Designing Islands That Actually Protect Trees
One design move is allowing water from the pavement to drain into planting islands. This approach feeds trees with natural rainfall rather than sending that water straight into storm drains, but you also need to make sure the tree pit drains.
I’ve seen trees thrive on parking lot runoff. It turns out that a little stormwater can be a valuable resource when managed properly. That’s gallons of free water being applied to trees that they normally wouldn’t receive.
Smart Design Principles That Make Green Parking Lots Work
Soil Volume Matters More Than You Think
Healthy landscapes start underground.

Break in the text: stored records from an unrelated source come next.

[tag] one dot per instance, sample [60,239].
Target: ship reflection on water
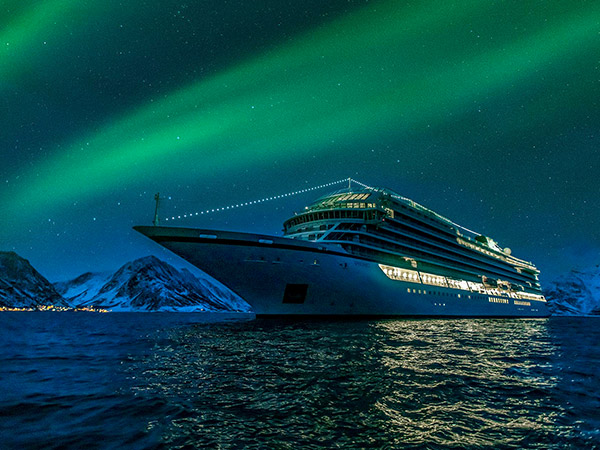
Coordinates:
[396,383]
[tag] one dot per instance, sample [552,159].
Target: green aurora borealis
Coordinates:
[486,103]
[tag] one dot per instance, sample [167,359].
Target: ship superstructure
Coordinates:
[410,241]
[368,252]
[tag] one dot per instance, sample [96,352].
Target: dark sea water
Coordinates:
[174,381]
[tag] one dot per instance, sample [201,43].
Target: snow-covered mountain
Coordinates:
[576,293]
[21,286]
[149,284]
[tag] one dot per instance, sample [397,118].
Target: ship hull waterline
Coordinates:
[286,277]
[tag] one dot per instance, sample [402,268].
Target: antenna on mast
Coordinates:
[156,220]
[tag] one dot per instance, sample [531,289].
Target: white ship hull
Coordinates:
[285,277]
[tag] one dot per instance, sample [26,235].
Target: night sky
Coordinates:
[486,111]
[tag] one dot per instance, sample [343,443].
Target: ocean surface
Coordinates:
[184,381]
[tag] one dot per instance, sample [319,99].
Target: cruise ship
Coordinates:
[364,252]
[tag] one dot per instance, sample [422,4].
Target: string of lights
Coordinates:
[254,202]
[314,188]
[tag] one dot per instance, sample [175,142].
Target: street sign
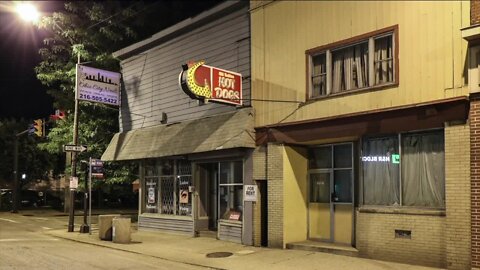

Trees and plants need enough soil to support their root systems. It isn’t possible to get a grand, broad canopy from a tree that’s planted in a four-foot by four-foot pit. When planting areas are too small, plants struggle no matter how much attention and care they receive.
Providing generous soil volume is one of the best investments a designer can make.
Native Plants Are the Real MVPs
Native plants are the pillars of sustainable landscapes. They tolerate local weather conditions, support wildlife, and require less maintenance once established.
In stormwater landscapes, especially, native grasses and perennials perform like champs.
Maintenance Keeps the System Healthy
Even the most intelligent design needs maintenance. Rain gardens need regular watering during the establishment period. Bioswales may require sediment removal. Trees benefit from proper pruning and care.
Fortunately, most green parking lot landscapes require no more maintenance than traditional landscaping, and often less once plants mature and cover more area.
The Future of Parking Lot Design
For the good of our communities, parking lots are evolving. Cities and communities are recognizing that these giant-sized paved areas can play an important role in managing stormwater and reducing urban heat.
Instead of being environmental problems, parking lots can become part of the solution. Landscape architects around the Country are increasingly designing parking areas that function like small ecosystems. Water is routinely captured, filtered, and reused. Trees provide shade, food, and habitat for wildlife.
It’s a far cry from the harsh asphalt fields we’ve grown used to.
Conclusion: Turning the Most Ignored Space into an Asset
Parking lots are easily the most overlooked landscapes in our built environment. They’re often designed as an afterthought. Basically, most meet the requirement for a certain number of parking stalls and the leftover space between the building and the property line.
Typically, they are large, hot, and visually uninspiring tracts of land. But with a little creativity and smart design, they can become some of the most productive landscapes on a property.